Coronavirus: Dublin councils now close children’s playgrounds

by Jennifer McShane
14th Mar 2020

Dublin City Council has decided to close all of its children’s playgrounds in a bid to stop the spread of coronavirus.

The council “revised” an earlier decision to keep many playgrounds in its area open after concerns were raised by councillors.

Officials said the parks are being closed on the advice of the HSE.

The u-turn comes after concerns were raised when councillors were told it was “not possible” to close playgrounds operated by the Council, while other local authorities have closed their facilities in an effort to stop the spread of the coronavirus.

Related: ‘Out of crisis comes opportunity’: 10 ways to keep perspective during COVID-19 social distancing

The move announced on Saturday afternoon comes after households and parents were urged to avoid having playdates over the next two weeks as children remain at home as the Republic tackles the spread of the virus.

If youngsters were to play football outdoors they were asked to confine groups to three or four while maintaining social distancing of two metres from each other, according to the Department of Health.

The new rules of child behaviour were unveiled by deputy chief medical officer Dr Ronan Glynn, who said: “This is a time to be mindful of the public health guidelines and apply these measures to your daily lives.”

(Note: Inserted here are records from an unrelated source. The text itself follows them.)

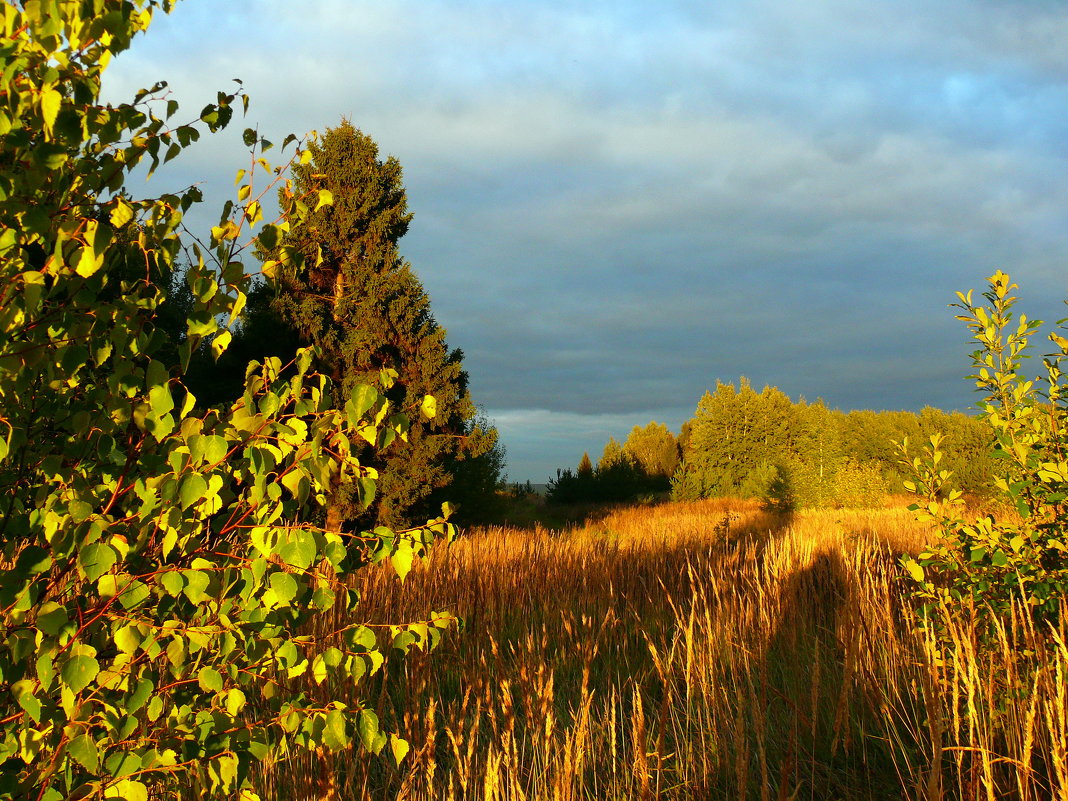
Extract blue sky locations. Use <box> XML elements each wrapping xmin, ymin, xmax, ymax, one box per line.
<box><xmin>106</xmin><ymin>0</ymin><xmax>1068</xmax><ymax>482</ymax></box>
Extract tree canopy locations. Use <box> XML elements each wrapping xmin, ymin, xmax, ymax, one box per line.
<box><xmin>221</xmin><ymin>121</ymin><xmax>503</xmax><ymax>527</ymax></box>
<box><xmin>0</xmin><ymin>0</ymin><xmax>451</xmax><ymax>801</ymax></box>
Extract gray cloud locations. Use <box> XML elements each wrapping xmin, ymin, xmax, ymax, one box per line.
<box><xmin>101</xmin><ymin>0</ymin><xmax>1068</xmax><ymax>480</ymax></box>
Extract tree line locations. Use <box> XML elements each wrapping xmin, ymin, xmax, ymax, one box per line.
<box><xmin>162</xmin><ymin>120</ymin><xmax>504</xmax><ymax>530</ymax></box>
<box><xmin>549</xmin><ymin>378</ymin><xmax>998</xmax><ymax>509</ymax></box>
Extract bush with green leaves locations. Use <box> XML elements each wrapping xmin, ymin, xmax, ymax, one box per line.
<box><xmin>0</xmin><ymin>0</ymin><xmax>453</xmax><ymax>801</ymax></box>
<box><xmin>904</xmin><ymin>271</ymin><xmax>1068</xmax><ymax>623</ymax></box>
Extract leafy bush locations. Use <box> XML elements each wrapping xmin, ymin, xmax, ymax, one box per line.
<box><xmin>0</xmin><ymin>0</ymin><xmax>451</xmax><ymax>801</ymax></box>
<box><xmin>904</xmin><ymin>271</ymin><xmax>1068</xmax><ymax>623</ymax></box>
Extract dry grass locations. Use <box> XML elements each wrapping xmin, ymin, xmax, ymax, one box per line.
<box><xmin>263</xmin><ymin>501</ymin><xmax>1068</xmax><ymax>801</ymax></box>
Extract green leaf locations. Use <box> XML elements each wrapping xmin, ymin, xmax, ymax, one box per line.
<box><xmin>110</xmin><ymin>198</ymin><xmax>134</xmax><ymax>229</ymax></box>
<box><xmin>41</xmin><ymin>87</ymin><xmax>63</xmax><ymax>137</ymax></box>
<box><xmin>67</xmin><ymin>734</ymin><xmax>100</xmax><ymax>775</ymax></box>
<box><xmin>345</xmin><ymin>384</ymin><xmax>378</xmax><ymax>428</ymax></box>
<box><xmin>113</xmin><ymin>624</ymin><xmax>141</xmax><ymax>654</ymax></box>
<box><xmin>178</xmin><ymin>473</ymin><xmax>207</xmax><ymax>509</ymax></box>
<box><xmin>356</xmin><ymin>709</ymin><xmax>378</xmax><ymax>752</ymax></box>
<box><xmin>78</xmin><ymin>543</ymin><xmax>119</xmax><ymax>581</ymax></box>
<box><xmin>419</xmin><ymin>395</ymin><xmax>438</xmax><ymax>420</ymax></box>
<box><xmin>37</xmin><ymin>601</ymin><xmax>70</xmax><ymax>637</ymax></box>
<box><xmin>390</xmin><ymin>735</ymin><xmax>409</xmax><ymax>766</ymax></box>
<box><xmin>390</xmin><ymin>540</ymin><xmax>415</xmax><ymax>581</ymax></box>
<box><xmin>159</xmin><ymin>570</ymin><xmax>186</xmax><ymax>597</ymax></box>
<box><xmin>269</xmin><ymin>572</ymin><xmax>297</xmax><ymax>604</ymax></box>
<box><xmin>60</xmin><ymin>655</ymin><xmax>100</xmax><ymax>694</ymax></box>
<box><xmin>904</xmin><ymin>559</ymin><xmax>924</xmax><ymax>584</ymax></box>
<box><xmin>323</xmin><ymin>709</ymin><xmax>346</xmax><ymax>751</ymax></box>
<box><xmin>197</xmin><ymin>668</ymin><xmax>222</xmax><ymax>692</ymax></box>
<box><xmin>104</xmin><ymin>779</ymin><xmax>148</xmax><ymax>801</ymax></box>
<box><xmin>278</xmin><ymin>529</ymin><xmax>317</xmax><ymax>570</ymax></box>
<box><xmin>182</xmin><ymin>570</ymin><xmax>211</xmax><ymax>603</ymax></box>
<box><xmin>225</xmin><ymin>687</ymin><xmax>245</xmax><ymax>717</ymax></box>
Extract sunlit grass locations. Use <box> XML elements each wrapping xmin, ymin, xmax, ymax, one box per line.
<box><xmin>264</xmin><ymin>501</ymin><xmax>1068</xmax><ymax>801</ymax></box>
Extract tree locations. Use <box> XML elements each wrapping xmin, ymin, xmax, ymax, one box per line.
<box><xmin>256</xmin><ymin>121</ymin><xmax>500</xmax><ymax>525</ymax></box>
<box><xmin>901</xmin><ymin>270</ymin><xmax>1068</xmax><ymax>632</ymax></box>
<box><xmin>623</xmin><ymin>421</ymin><xmax>678</xmax><ymax>477</ymax></box>
<box><xmin>0</xmin><ymin>0</ymin><xmax>451</xmax><ymax>801</ymax></box>
<box><xmin>597</xmin><ymin>437</ymin><xmax>629</xmax><ymax>470</ymax></box>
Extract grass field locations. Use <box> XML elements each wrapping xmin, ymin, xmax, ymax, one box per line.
<box><xmin>262</xmin><ymin>501</ymin><xmax>1068</xmax><ymax>801</ymax></box>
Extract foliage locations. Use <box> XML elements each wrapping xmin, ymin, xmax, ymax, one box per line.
<box><xmin>546</xmin><ymin>448</ymin><xmax>670</xmax><ymax>504</ymax></box>
<box><xmin>672</xmin><ymin>378</ymin><xmax>996</xmax><ymax>509</ymax></box>
<box><xmin>902</xmin><ymin>271</ymin><xmax>1068</xmax><ymax>622</ymax></box>
<box><xmin>0</xmin><ymin>0</ymin><xmax>452</xmax><ymax>801</ymax></box>
<box><xmin>257</xmin><ymin>121</ymin><xmax>503</xmax><ymax>534</ymax></box>
<box><xmin>623</xmin><ymin>420</ymin><xmax>678</xmax><ymax>477</ymax></box>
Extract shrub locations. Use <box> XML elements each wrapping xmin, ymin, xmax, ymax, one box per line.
<box><xmin>902</xmin><ymin>271</ymin><xmax>1068</xmax><ymax>636</ymax></box>
<box><xmin>0</xmin><ymin>0</ymin><xmax>451</xmax><ymax>801</ymax></box>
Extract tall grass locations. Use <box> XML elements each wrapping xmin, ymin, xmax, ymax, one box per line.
<box><xmin>261</xmin><ymin>501</ymin><xmax>1068</xmax><ymax>801</ymax></box>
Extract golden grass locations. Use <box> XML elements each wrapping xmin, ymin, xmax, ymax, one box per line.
<box><xmin>262</xmin><ymin>501</ymin><xmax>1068</xmax><ymax>801</ymax></box>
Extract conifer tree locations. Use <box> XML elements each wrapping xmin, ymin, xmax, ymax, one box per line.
<box><xmin>258</xmin><ymin>121</ymin><xmax>500</xmax><ymax>528</ymax></box>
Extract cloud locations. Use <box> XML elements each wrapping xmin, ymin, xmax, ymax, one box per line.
<box><xmin>101</xmin><ymin>0</ymin><xmax>1068</xmax><ymax>478</ymax></box>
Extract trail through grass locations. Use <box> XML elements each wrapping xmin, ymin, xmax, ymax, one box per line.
<box><xmin>262</xmin><ymin>501</ymin><xmax>1068</xmax><ymax>801</ymax></box>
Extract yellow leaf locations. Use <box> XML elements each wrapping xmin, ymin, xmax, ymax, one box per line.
<box><xmin>41</xmin><ymin>87</ymin><xmax>63</xmax><ymax>138</ymax></box>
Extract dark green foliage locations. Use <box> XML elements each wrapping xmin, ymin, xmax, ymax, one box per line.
<box><xmin>546</xmin><ymin>448</ymin><xmax>671</xmax><ymax>503</ymax></box>
<box><xmin>623</xmin><ymin>421</ymin><xmax>678</xmax><ymax>478</ymax></box>
<box><xmin>0</xmin><ymin>0</ymin><xmax>455</xmax><ymax>801</ymax></box>
<box><xmin>246</xmin><ymin>122</ymin><xmax>502</xmax><ymax>527</ymax></box>
<box><xmin>902</xmin><ymin>271</ymin><xmax>1068</xmax><ymax>640</ymax></box>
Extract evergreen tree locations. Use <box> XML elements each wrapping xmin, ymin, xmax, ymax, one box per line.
<box><xmin>623</xmin><ymin>421</ymin><xmax>678</xmax><ymax>476</ymax></box>
<box><xmin>257</xmin><ymin>121</ymin><xmax>501</xmax><ymax>527</ymax></box>
<box><xmin>597</xmin><ymin>437</ymin><xmax>627</xmax><ymax>470</ymax></box>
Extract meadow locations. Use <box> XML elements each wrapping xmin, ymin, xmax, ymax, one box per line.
<box><xmin>260</xmin><ymin>500</ymin><xmax>1068</xmax><ymax>801</ymax></box>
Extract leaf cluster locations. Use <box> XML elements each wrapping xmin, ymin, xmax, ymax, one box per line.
<box><xmin>0</xmin><ymin>0</ymin><xmax>454</xmax><ymax>801</ymax></box>
<box><xmin>902</xmin><ymin>270</ymin><xmax>1068</xmax><ymax>636</ymax></box>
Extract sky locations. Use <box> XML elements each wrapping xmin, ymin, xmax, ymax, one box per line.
<box><xmin>105</xmin><ymin>0</ymin><xmax>1068</xmax><ymax>483</ymax></box>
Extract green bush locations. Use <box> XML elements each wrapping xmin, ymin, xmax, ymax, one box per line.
<box><xmin>904</xmin><ymin>271</ymin><xmax>1068</xmax><ymax>636</ymax></box>
<box><xmin>0</xmin><ymin>0</ymin><xmax>451</xmax><ymax>801</ymax></box>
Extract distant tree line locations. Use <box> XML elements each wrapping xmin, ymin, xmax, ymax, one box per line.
<box><xmin>547</xmin><ymin>422</ymin><xmax>678</xmax><ymax>503</ymax></box>
<box><xmin>549</xmin><ymin>378</ymin><xmax>998</xmax><ymax>511</ymax></box>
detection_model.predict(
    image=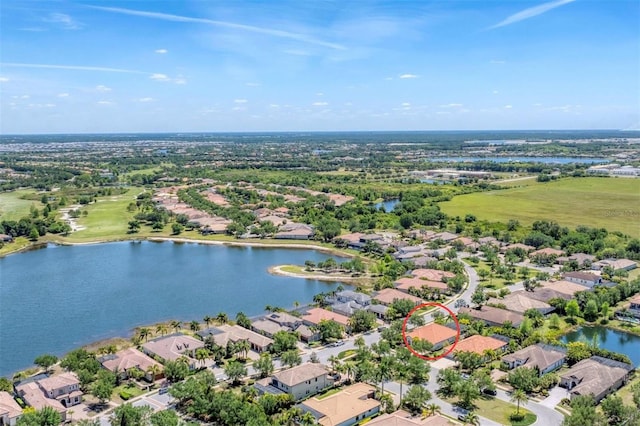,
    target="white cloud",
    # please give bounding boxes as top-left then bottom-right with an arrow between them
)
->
44,13 -> 82,30
488,0 -> 575,30
89,6 -> 346,50
0,62 -> 148,74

The rules enforced had to be “doable” for families but the guidelines were not enough and now all parks are closed until at least March 29. Some parks will remain open, however, even with the playground closures; Fingal County Council, Dun Laoghaire-Rathdown County Council, South Dublin County Council and Clare County Council stated they are closing playgrounds but parks will remain open.

It is hoped that this action will assist in further limiting the spread of the virus.

Reduce “discretionary contacts”

The HSE said that everyone should reduce “discretionary contacts” as much as possible.

They should also reduce working contacts and do their job remotely if they can.

If people are sick they need to stay at home.

A number of army cadets are now helping the HSE with contact tracing of people who test positive.